Most certainly, using a massively parallel big data framework, just to work single-threadedly on a locked primitive (even if AtomicLong
is fast at its job) is quite slow. Moreover, to achieve that, you have a few time consuming steps, such as collect
ing data (which may not even work since you may have more than may fit inside the drivers memory).
All in all, as you have very well guessed, this is not the right approach.
One very important point is that, on top of that, your use of an atomic counter is not valid in the spark programming model :
val count = new java.util.concurrent.atomic.AtomicInteger(0)

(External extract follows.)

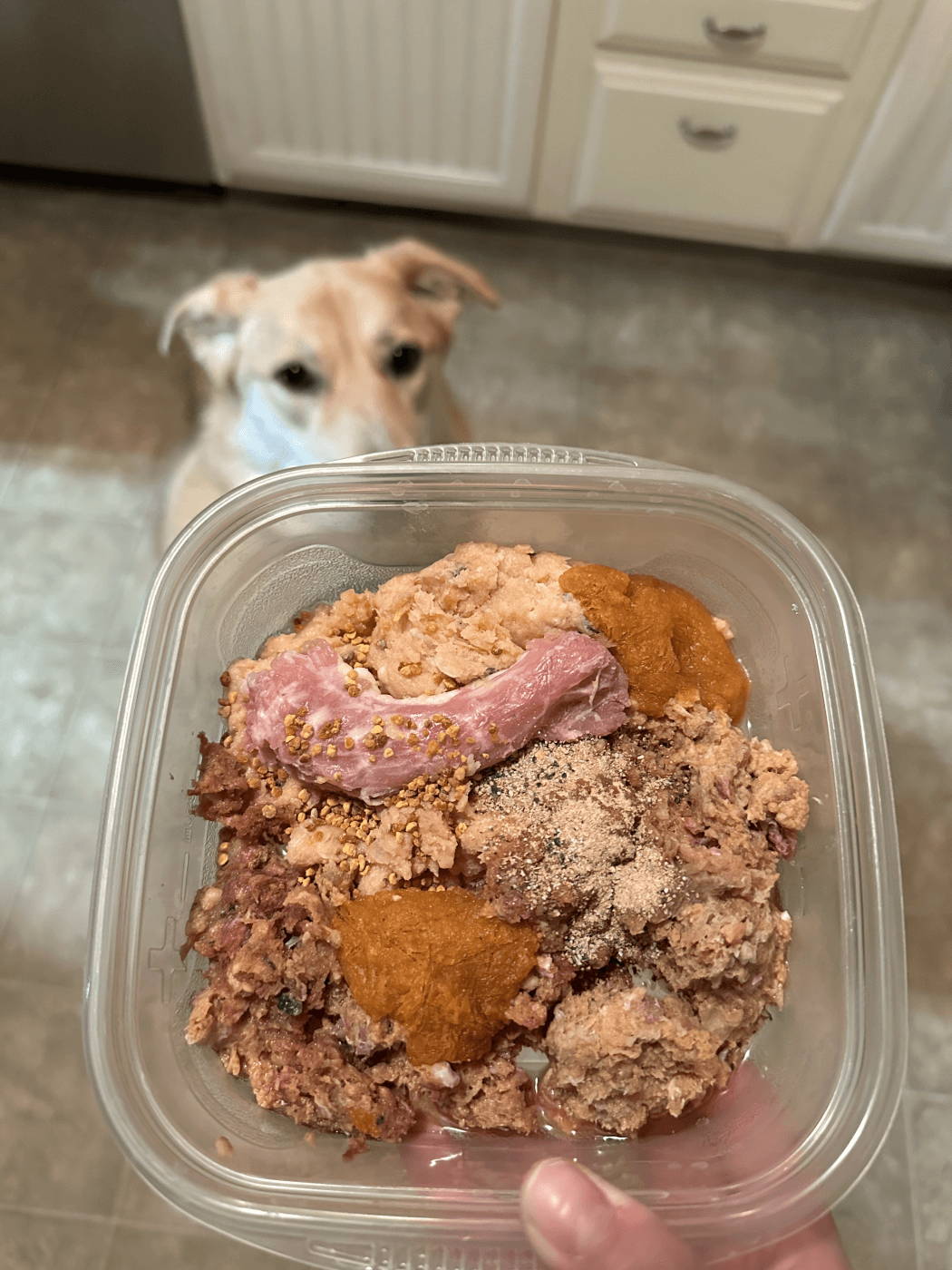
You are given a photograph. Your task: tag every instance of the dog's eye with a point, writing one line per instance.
(297, 377)
(403, 359)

val modsetChange = afterOffsetRDD.map({
row => (ss.value(count.incrementAndGet),row.getInt(1))
}).toDF()
That is because, in the spark programming model, rdd manipulations occur on "worker" nodes, while the main program is executed by the "driver" node. Here, the count
variable is therefore held inside the driver, and the row => ...

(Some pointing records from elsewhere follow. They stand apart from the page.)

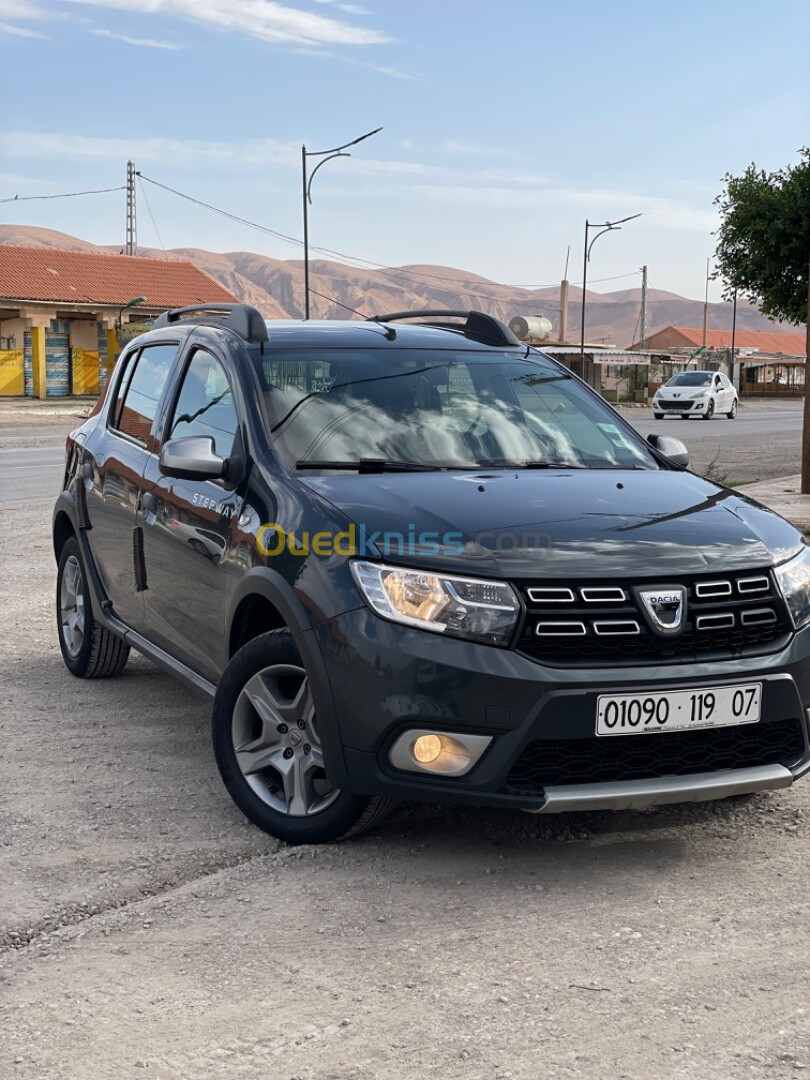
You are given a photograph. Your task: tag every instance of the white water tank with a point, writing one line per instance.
(530, 327)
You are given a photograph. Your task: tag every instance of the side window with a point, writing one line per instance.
(144, 391)
(126, 368)
(205, 404)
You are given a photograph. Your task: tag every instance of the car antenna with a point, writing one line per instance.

code is executed by the workers, which are probably not even on the same computer. Spark makes this seamless by shipping a copy of count
to each worker, meaning that each worker will have its own count
. Which works here because, by coalescing the partitions to one, you have only one worker, but had this not been the case, you would have had unpredictable result.
So case in point : never modify driver-side objects inside RDD operations. Unless these are broadcast variables, which you can check in the documentation.
Also is there any way to achieve the above transformation in distributed manner in spark by maintaining the same order?
Yes there is. But : do you realize that the code you have shown does not actually maintain any order ? (At least, that there is no guarantee that it does so) ? That is because your select
clauses have no order by
. Therefore, the execution engine is free to reorder the datas in any way it wants (e.g. not the line order). Nothing ressembling your goal is achievable through a SQL API as long as there is not ORDER BY
involved.
Without this, Spark does not guarantee that RDD elements are ordered. You may be under certain circumstances that do provide the sorted behaviour, it's just not provided "by default".
If your original input is text files, though, you can always do:
sc.textFile(yourDataFile)
and be assured that lines are in order.
The way I would do it, provided you have a resolved the above issue.
Using pure RDD API :
Let's say we have table A and B as ordered RDDs :
scala> val rddA = sc.parallelize(Seq((101, "xxx"), (102, "aa"), (103, "bb")))
scala> val rddB = sc.parallelize(Seq((101, 22), (102, 23), (213, 34)))
Then what I want to do is using zipWithIndex
to add a row number to each line of both files. Then, I will ask Spark to join the two RDDs by grouping together such line numbers.
val rddAWithPosition = rddA.zipWithIndex.map(_.swap)
val rddBWithPosition = rddB.zipWithIndex.map(_.swap)
val joinRDD = rddAWithPosition.join(rddBWithPosition)
// What JoinRDD looks like :
scala> joinRDD.take(1)
res2: Array[(Long, ((Int, String), (Int, Int)))] = Array((0,((101,xxx),(101,22))))
You see how each RDD element is now a 3-tuple with 1) the line number, 2) the tableA element, 3) the table B element. You can now re-arrange as you see fit.
Also, can we achieve the above using Hive?.
Yes, if you can, once more, define an order, and use the row_number() function. Then again, create a new table with the row number for tableA and tableB, then join on the row number.